The Building
of Character
Chapter
14
Page
5

Helping by Prayer


It may become needful to qualify the prayer that our friend shall recover. It may be God’s will that he should now go home. We may still give full vent to love’s yearning that he shall get well; but at the close of our intense supplication we must submit it all to God’s wisdom in the refrain, “Nevertheless, not as I will, but as thou wilt.” If love be true, it is always the very best thing that we ask for our dear ones when we pray for them; and the best — God’s best — for them may be, not longer life in this world, but heaven, the crowning of their life in immortal glory and blessedness.

Or our friend may be in some trouble. He may be staggering under a heavy load, and it may seem to us that the best blessing which could come to him would be the lifting away of the load. But, as we begin to pray, we remember that the truest and most loving prayer for him must be that he shall stand perfect and complete in all God’s will. Possibly his load is part of God’s will to bring out the best that is in him.

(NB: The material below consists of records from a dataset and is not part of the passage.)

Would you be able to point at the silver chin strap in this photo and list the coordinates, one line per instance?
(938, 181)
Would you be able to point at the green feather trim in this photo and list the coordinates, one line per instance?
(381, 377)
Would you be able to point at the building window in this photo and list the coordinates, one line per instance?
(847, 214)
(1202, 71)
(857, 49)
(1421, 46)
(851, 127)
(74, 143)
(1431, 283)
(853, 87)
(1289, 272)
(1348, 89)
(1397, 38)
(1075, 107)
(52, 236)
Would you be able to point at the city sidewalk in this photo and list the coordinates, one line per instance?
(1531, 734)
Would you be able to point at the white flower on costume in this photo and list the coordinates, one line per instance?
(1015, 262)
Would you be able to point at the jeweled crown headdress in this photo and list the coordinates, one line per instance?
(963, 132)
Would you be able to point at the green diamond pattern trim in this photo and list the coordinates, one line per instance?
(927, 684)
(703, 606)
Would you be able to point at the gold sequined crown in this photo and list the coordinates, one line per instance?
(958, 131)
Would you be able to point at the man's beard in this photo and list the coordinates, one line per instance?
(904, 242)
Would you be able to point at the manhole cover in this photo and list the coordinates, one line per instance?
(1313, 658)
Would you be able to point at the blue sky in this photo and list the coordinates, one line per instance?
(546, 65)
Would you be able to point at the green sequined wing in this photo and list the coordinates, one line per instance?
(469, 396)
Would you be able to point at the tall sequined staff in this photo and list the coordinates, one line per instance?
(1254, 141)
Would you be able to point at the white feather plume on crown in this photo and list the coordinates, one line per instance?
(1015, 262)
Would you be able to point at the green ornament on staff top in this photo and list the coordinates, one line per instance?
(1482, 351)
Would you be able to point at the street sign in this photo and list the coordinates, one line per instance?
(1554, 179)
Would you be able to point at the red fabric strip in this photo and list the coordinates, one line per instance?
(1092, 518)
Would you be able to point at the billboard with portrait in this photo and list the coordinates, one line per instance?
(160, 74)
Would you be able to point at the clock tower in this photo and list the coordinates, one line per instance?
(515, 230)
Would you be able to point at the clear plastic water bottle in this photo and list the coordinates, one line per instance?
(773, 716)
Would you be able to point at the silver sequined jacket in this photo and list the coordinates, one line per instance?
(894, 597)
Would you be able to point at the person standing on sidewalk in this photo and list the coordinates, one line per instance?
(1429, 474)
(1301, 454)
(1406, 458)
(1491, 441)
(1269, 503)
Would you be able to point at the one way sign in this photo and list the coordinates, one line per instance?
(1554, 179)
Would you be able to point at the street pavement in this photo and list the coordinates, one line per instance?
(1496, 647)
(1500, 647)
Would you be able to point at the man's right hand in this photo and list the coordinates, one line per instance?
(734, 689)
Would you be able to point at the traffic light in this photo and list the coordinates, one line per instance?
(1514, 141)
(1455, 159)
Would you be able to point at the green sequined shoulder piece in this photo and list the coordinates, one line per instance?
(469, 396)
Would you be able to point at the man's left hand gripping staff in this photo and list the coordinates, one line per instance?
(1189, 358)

In all our praying for our friends we are to think first of their higher, spiritual good. We are to seek for them above all things that they may grow into all the beauty of perfect Christian character. It is a poor, superficial friendship which desires chiefly our friend’s present ease and mere earthly good. It is asking for him a stone instead of bread, a scorpion instead of an egg, or a serpent instead of a fish. Those who seek for their friends only earthly things, are choosing for them only the husks, and omitting to choose for them the golden grain which would feed their immortal nature. We sin against our loved ones when we seek for them merely the things or own frail, shortsighted judgment may desire for them. Love is true only when it rises into heavenly heights, and craves, for those that are dear, the things of God’s own blessed perfect will. This is not always easy. It is hard for us to say, “They will be done,” when it means that or loved one must endure sore pain, or walk in deep shadows, or be humbled under God’s mighty hand.